William Wordsworth's After thought
Uploaded by amany kamal on May 26, 2006
Wordsworth’s After Thought represents a typical application for the deconstruction theory. It includes a number of binaries like: permanence, transience/ form, content/ function, existence, manhood, childhood, etc. Traditionally speaking, content is privileged over form and manhood is privileged over childhood. However, in this poem, the poet priterises form over content. In this sense, Wordsworth espouses the typically Romantic structure of the opposition. Form is basic and everlasting while content is short-lived and momentary. Nevertheless, in terms of human dichotomy, the order is different. What survives is ‘Something from our hand’, something we make and it could be: a poem, a portrait, or a painting.
Wordsworth again insists that what ever lasts is not the content. Instead it is the form. By this endorsement, Wordsworth is redrafting what Plato had said about content and form significance. In his 3 last lines, Wordsworth confirms the notion of permanence and this can be touched in the final invocation f love, hope, and faith.

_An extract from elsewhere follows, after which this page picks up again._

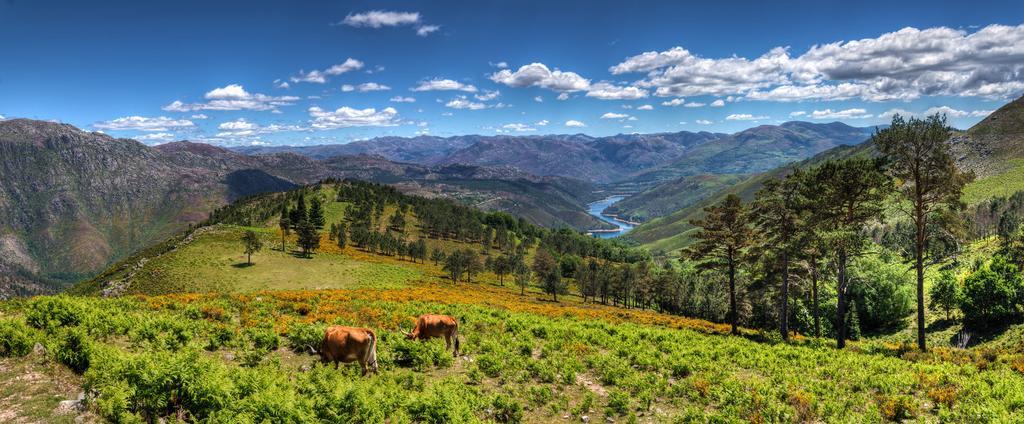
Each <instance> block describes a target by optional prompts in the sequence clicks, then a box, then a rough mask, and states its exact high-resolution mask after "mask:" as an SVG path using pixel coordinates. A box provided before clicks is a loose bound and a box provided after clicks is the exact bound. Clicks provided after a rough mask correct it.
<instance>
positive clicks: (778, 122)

By the end, all I can say here is that my initial reading to this poem and the theory itself before made me feel how bizarre and peculiar the founder of this school is. However, as a deconstructive reader, I admit the fact that the poet did a superb effort in trying to shake our perception of fixed and rigid things. But the question that is still unanswerable and is bewildering me is: Is the poem itself a proof of Wordsworth’s survival or his survival existence or his passing away?